As countries prepare for Covid recovery, it is self-evident that the only insurance against such shocks is building a collective global immunity and staying prepared to respond swiftly. And yet, a trinity of divergences—divergences between the developed world & the global South, between larger corporates & smaller MSMEs, and between HNIs & the aspiring masses—pushing the world towards a riskier Covid legacy is a distinct possibility. 73.7% of humankind resides in emerging economies, almost 50% of the world population belongs to low & lower-middle income groups and 95% of India’s estimated 65 million MSMEs belong to the struggling small and micro category.
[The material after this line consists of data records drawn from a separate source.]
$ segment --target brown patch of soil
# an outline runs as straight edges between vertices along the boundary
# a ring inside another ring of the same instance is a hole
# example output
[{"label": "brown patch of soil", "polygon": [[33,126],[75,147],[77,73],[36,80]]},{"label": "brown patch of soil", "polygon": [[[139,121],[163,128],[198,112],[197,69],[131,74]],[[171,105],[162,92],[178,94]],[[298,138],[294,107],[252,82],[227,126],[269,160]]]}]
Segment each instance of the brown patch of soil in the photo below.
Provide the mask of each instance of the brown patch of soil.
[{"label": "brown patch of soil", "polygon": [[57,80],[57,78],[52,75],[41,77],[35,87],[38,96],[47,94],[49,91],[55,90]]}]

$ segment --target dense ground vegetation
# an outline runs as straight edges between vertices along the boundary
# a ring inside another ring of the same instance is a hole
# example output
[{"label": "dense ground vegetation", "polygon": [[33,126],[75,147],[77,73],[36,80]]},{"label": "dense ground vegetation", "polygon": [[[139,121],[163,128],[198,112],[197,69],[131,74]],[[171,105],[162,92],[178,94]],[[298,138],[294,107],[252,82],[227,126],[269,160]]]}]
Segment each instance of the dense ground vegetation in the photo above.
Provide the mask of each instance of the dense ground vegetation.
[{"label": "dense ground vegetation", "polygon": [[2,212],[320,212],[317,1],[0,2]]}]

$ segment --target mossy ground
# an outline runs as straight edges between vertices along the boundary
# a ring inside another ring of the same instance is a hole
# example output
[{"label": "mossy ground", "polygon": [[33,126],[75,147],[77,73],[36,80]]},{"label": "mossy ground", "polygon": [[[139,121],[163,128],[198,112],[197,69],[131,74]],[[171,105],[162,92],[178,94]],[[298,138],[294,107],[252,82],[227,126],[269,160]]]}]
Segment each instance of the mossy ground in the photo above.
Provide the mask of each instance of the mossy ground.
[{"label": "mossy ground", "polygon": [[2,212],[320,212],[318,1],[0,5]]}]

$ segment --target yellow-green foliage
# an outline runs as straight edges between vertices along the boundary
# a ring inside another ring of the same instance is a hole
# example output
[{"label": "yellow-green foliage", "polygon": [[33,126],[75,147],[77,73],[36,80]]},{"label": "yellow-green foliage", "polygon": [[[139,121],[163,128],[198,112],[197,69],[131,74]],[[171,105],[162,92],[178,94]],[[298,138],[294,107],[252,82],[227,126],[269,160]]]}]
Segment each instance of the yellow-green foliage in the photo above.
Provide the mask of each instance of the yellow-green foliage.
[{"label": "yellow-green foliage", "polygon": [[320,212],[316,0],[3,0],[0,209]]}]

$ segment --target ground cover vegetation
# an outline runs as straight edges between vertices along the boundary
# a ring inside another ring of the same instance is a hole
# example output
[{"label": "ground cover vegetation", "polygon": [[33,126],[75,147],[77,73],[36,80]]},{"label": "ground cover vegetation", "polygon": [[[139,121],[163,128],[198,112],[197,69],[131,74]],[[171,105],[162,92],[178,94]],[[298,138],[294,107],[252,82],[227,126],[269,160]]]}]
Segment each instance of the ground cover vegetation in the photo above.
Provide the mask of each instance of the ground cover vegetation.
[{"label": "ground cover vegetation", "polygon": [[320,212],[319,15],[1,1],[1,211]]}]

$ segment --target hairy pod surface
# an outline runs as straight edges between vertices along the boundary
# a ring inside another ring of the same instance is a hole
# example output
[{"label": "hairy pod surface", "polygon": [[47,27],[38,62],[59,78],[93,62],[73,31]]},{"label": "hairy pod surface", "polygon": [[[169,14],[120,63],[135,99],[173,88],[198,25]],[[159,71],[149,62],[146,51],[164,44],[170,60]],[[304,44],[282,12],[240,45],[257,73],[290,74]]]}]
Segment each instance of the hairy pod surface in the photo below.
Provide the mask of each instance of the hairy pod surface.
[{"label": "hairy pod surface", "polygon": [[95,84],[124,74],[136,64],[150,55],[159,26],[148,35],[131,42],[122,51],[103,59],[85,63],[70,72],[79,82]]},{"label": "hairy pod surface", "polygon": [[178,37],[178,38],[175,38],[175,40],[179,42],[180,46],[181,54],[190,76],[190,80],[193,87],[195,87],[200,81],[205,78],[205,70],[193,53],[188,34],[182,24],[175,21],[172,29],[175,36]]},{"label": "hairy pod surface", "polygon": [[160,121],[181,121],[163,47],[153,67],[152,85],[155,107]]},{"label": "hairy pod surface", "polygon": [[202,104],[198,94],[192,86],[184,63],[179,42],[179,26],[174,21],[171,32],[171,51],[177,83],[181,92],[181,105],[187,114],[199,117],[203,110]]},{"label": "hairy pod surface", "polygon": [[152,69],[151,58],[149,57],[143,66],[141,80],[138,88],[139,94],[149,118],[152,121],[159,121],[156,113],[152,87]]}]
Covid struck these constituencies the most. The growth rate of developing countries was higher than developed ones by 4% between 2001-10. This had fallen to around 2% pre-Covid and is expected to be less than 1% in FY22. Larger fiscal stimulus and cheaper borrowing was the reason that more developed countries coped better. The bulk of response & recovery mechanisms within a country seem to have gone towards the smaller set of relatively stronger businesses & individuals. India was not an exception. In preparing for the future, it is essential to understand what worked to bridge these gaps:

  • Central bank action to ensure that financial conditions stayed benign, and liquidity was abundant and cheap, helped ease volatility in financial markets and protected against a devastating systemic collapse.
  • Technology played enabled access to information, access to much-needed products and services and enabled governments to deliver swift relief to the most-affected. India, for instance, could deliver cash relief at a time when physical access was difficult. Dalberg data shows that even a country as large and spatially diverse as India could transfer some form of cash support to nearly 80% of the needy population by May 2020.

A few things accentuated the divide. Relief provision was driven by “formal structures”. Individuals who had a digital identity and a bank account could get a cash payout from the government. Businesses in the formal ecosystem could benefit from relief announced. For instance, RBI mandate on loan payment moratorium was only available to any person or business in the formal credit system. Unfortunately, the bulk of individuals & small entrepreneurs in most developing countries remain rooted in informal structures of livelihoods and business. This complicates their ability to access available relief measures in times of crisis.

Abundant & cheap liquidity provided by central banks did not transmit to MFIs and smaller NBFCs, the last-mile providers of credit. Tightening credit norms and risk aversion in banks meant that smaller MFIs and NBFCs were unable to access funds for on-lending. In fact, their costs of borrowing went up by 120-150 bp over 2018 to 2020 despite significant RBI rate reductions post-Covid, vulnerable households’ balance-sheets.

Another negative trajectory played out on the asset side. Rate cuts meant a double hit to lower income households: what they earned on their savings declined even as access to formal credit became harder.

On the other hand, this easy monetary policy had a very positive effect on risk assets. Equity markets and HNI portfolios saw good returns. The Indian Nifty-50 index yearly returned 70.9%.

In the same way, larger corporates were able to access the abundant liquidity in large measure and cheaply. For instance, there was a 58% growth in credit to medium enterprises in FY21 and a tepid 2.5% growth in credit to micro and small enterprises; much of the benefits of the Emergency Credit Line Guarantee Scheme (ECLGS) has accrued to larger enterprises within the MSME spectrum.

A stronger and more resilient global economy will need to focus on three axes:

  • More formalisation of incomes & balance-sheets for households & businesses, through a combination of incentives as well as more rigorous compliance for businesses.
  • More access to both relief as well as credit by extending digital rails like digital identity & bank linkages to those still not covered.
  • More affordable credit by better transmission of central bank easing & more bespoke policies targeting last-mile credit & savings providers, and leveraging of technology and harnessing databases to move towards cash-flow based lending.

A chain is only as strong as the weakest link. Let’s strengthen those links.